けれど私の心の中の、嘘偽りのない気持ちだった。
確かに、私は選手を諦め腐った……。
でも彼と出会って、選手ということが私にとっての全ての出来事ではなくなって、今は少し違う角度からテニスというものを意識することができて、嬉しかった。
そして、そう思わせてくれた彼の一番近くに
「中牟田さん……」
「栞……やろ?」
「栞……ちゃん」
「まぁ、許しちゃろ(笑)」
「それで……僕のことも〈かなた〉って、呼んでくれるの?」
彼が私の顔を恥ずかしそうにしながらも覗き込んできた。
私は先程まで自分で焼(妬)いていた全く甘味のない、やたらと歯にこびりつく梅ヶ枝餅のことなどはすっかりと忘れて、彼のその表情にキュンとしつつ、とっても心が温かくなるのを感じる。
「ううん。

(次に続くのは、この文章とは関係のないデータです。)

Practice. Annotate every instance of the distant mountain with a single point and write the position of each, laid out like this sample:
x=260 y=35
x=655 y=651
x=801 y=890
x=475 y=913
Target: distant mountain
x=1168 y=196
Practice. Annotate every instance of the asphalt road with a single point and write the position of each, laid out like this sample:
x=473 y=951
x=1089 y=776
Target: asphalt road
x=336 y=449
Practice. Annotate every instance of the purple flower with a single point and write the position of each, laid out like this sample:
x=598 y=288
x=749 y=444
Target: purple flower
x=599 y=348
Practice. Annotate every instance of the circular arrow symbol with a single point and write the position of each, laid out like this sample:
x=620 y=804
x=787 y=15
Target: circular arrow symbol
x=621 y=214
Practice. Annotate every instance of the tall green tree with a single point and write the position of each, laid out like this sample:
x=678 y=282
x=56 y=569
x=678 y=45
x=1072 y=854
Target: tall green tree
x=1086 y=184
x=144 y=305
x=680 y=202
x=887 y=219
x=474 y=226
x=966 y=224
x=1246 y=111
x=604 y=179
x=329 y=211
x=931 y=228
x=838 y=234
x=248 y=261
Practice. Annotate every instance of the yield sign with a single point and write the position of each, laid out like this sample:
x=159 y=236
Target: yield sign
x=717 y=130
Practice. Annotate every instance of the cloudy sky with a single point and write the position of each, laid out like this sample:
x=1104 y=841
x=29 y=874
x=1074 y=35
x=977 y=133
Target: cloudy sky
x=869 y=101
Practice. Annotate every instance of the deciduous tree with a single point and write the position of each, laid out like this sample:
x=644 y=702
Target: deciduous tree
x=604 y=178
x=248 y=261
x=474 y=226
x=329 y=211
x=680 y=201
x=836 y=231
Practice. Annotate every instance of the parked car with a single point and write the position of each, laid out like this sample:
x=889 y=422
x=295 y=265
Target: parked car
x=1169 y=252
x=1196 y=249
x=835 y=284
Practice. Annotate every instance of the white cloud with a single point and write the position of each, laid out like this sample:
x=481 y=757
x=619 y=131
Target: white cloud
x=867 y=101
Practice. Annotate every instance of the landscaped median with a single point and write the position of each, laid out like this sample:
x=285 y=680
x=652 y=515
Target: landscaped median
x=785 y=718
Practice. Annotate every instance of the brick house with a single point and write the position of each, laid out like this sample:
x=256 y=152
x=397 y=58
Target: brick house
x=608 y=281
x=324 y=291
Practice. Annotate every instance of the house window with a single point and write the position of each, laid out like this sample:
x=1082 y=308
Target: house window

君のことは、今まで通り【君】、ばい!」
「ずるいなぁ~~(苦笑)」
「細かいこと気にしたらいかんよ? 私の彼氏は、懐の深か人にならんとね♪」
「頑張ってみる~~(笑)」
彼と打ち解けていく感覚に、幸せ過ぎて溶けてしまいそうだ……。
こんな気持ちになるなんて、思ってもみなかった。
『ぁ……(笑)』
私が嬉しさの中に恥ずかしさを伴って顔を背けると、久しぶりにあのお婆さんがお稲荷さんに手を合わせているところを見かける。
少しだけ、背中が丸くなっただろうか?
それでも元気そうな姿が見れて、私はそのことについてもほっこりとした気持ちになる。
「壁打ち……せん?」
彼の瞳に自分を映してそう言った。
「うん! やろう!!」
彼の笑顔が、いつもと違って見える。
何か、新しい自分を見つけたような、そんな笑顔だった。
多分きっと、私にも言えることなんだろうと思う。
『大切にしたい――』
私は強く、そう願った。
「――!?」
彼はすっと立ち上がると、私にそっと、力強く手を差し伸べてくれる。
「……♪」
私はその優しさに溢れる手を迷うことなく真っ直ぐに受け入れて、恥じらう気持ちをこれからの一歩とするように、しっかりと掴んで立ち上がる。
「……」
山笠以来の彼のその手は、少しだけ逞しく、大人になっているような気がした。
「次の試合までに、スマッシュばきっちりと教えてよ?(笑)」
「うん! でもその前に、ラリーね♪」
「よかよぉ~♪」
そうして私達は壁打ち場へと入り、そして横並びに立って、壁に向かってお互い相手の方へと、丁寧にボールをコントロールしていった――。